54. In the Anglo-American model of Corporate Governance: E) Shareholders elect 50% of the members of a supervisory board and the other half is appointed by labour unions. F) The supervisory board appoints and monitors the management board. G) There is a two-tiered board of directors, appointed by both the audit board and by the shareholders. H) The unitary board of directors is appointed by the shareholders and is responsible for both the appointment and supervision of the managers.
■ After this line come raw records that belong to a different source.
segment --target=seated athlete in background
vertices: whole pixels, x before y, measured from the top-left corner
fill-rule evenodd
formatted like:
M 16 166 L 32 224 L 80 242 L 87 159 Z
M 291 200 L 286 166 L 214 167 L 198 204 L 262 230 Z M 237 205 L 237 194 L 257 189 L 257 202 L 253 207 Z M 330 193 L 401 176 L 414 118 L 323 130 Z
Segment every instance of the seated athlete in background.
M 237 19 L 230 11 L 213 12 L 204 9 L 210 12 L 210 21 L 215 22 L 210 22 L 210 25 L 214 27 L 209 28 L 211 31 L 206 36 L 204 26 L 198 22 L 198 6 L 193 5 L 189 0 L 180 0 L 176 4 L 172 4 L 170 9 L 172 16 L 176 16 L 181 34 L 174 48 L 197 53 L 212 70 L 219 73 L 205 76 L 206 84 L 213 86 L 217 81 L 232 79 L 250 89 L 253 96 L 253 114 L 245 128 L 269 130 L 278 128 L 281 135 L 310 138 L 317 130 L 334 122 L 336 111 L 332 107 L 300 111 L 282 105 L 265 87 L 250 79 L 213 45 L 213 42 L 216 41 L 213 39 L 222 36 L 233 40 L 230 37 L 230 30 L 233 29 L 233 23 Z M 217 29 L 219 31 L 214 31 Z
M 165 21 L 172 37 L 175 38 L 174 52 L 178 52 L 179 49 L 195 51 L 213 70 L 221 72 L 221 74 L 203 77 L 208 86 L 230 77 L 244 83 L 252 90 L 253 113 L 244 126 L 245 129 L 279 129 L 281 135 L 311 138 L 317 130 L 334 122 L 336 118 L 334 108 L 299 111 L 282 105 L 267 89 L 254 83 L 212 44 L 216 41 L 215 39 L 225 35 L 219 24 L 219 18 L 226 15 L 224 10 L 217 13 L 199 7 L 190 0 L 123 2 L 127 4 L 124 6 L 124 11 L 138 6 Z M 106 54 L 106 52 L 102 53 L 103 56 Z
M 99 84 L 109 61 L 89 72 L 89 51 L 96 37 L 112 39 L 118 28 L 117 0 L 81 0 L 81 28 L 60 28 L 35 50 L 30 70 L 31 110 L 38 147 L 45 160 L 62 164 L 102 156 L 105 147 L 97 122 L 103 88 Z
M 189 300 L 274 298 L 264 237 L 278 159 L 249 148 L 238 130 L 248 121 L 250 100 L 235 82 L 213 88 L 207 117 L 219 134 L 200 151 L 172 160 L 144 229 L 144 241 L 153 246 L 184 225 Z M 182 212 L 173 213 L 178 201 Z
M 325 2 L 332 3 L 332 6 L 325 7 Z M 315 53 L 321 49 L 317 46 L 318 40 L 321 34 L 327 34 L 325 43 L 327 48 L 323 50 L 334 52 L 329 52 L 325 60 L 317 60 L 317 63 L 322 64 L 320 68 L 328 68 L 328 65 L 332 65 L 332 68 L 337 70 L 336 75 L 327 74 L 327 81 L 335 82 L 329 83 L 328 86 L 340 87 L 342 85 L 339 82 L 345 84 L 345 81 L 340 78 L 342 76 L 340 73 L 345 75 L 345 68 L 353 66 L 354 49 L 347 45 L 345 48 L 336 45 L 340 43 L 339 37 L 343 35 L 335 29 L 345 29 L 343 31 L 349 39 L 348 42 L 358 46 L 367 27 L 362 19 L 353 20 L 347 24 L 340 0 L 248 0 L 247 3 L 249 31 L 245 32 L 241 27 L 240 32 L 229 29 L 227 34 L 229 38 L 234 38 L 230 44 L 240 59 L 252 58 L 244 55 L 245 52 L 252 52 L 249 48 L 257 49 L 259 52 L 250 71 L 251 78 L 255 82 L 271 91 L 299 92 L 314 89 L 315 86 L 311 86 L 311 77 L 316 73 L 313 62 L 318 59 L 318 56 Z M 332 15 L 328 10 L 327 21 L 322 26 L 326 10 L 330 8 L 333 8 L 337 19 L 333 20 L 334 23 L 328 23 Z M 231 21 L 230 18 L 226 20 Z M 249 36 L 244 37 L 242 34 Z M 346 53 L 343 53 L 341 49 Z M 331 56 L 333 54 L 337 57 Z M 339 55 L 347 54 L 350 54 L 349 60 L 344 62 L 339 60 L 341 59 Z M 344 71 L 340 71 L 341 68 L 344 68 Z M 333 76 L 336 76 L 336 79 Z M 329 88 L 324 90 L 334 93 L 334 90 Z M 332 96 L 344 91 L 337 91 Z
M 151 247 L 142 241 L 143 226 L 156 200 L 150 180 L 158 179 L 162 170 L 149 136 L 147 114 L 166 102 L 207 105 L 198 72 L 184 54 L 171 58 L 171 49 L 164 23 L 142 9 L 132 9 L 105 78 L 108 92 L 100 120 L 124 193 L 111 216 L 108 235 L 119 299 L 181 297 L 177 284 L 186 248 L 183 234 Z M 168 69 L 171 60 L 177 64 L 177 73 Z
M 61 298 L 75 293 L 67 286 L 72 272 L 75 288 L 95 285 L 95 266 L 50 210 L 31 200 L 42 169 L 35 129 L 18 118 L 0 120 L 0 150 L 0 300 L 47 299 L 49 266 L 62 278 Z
55. The difference between a pledge and a mortgage is that: E) The mortgage is considered to be a floating charge, while the pledge is a fixed charge. F) The pledge is created over moveable assets (including moveable property subject to public registration) and the mortgage is constituted over immovable assets. G) The mortgage is constituted over moveable property subject to public registration and immoveable assets and the pledge is constituted over moveable assets. H) There are two types of pledges: with prior excussion and without prior excussion.

56. Andrew, Jessica, Paul, Marie and Rita want to incorporate a limited liability company to provide safaris to tourists visiting Lapland. While drafting the bylaws, Andrew, Jessica, Paul and Rita made several suggestions regarding what should be included in the bylaws. If you were Marie, which of the following suggestions you could not accept as it would most likely lead to a violation of the law: E) Rita suggested a name to the company - ARTIC SAFARIS , and said that it should be included in the bylaws but that she would not mind if it is not included in the first paragraph of bylaws. F) Paul suggested that the bylaws included the name, the registered address, the purpose of the company (including the types and timetable of the safaris that will be provided to the public), the share capital, types of shares, governing bodies and the demand for supplementary capital contributions. G) Jessica agreed with Paul but suggested that, for tax imperatives, the purpose of the company should be to manage hotels. H) Andrew agreed with Paul but suggested that the company will need to hire employees and, therefore, the maximum number of employees to hire shall be stated in the bylaws.

57. Cosmic Cars, LLC, has a registered capital of 5.000.000 where each share is of 10. In response to the advertisements made by the company to buy shares in the company, applications have been received for 1.500.000 shares, but the company actually issued 1.000.000 shares and called for 7 per share. All the calls have been met in full except two shareholders who still owe for their 8.000 shares in total. Choose the correct answer:

E) The authorized capital is of 5.000.000 and the issued capital is of 7.000.000. F) The subscribed capital is of 15.000.000 and the paid-up capital is of 6.920.000. G) The called-up capital if of 7.000.000 and the paid-up capital is of 6.944.000. H) The issued capital is of 10.000.000 and the called-up capital is of 6.944.000.

58. Accessory contributions: E) Have to be paid in cash. F) Are mandatory and, in that sense, a shareholder might be excluded from the company in case of non-payment. G) Have to be established in the bylaws of the company. H) Provides those who pay them with more voting rights.

59. The holder of a non-participating preference share: E) Will be paid with preference to other shareholders but shall not have the right to vote in general meetings. F) Does not enjoy the right to participate with the other shareholders in the remaining dividend, after having been paid his fixed percentage. G) Is paid before any ordinary shareholder, but is not allowed to participate in the decision to distribute dividends. H) Is entitled to a variable rate of dividends, established in the bylaws of the company.

60. Bonds differ from loans because: A) Bonds are highly tradeable in the market. B) Bonds are an instrument of debt financing whilst loans are and instrument of equity finance. C) Interest rates charged on bonds are usually higher that those established for loans. D) Bonds do not have an interest rate whilst loans do.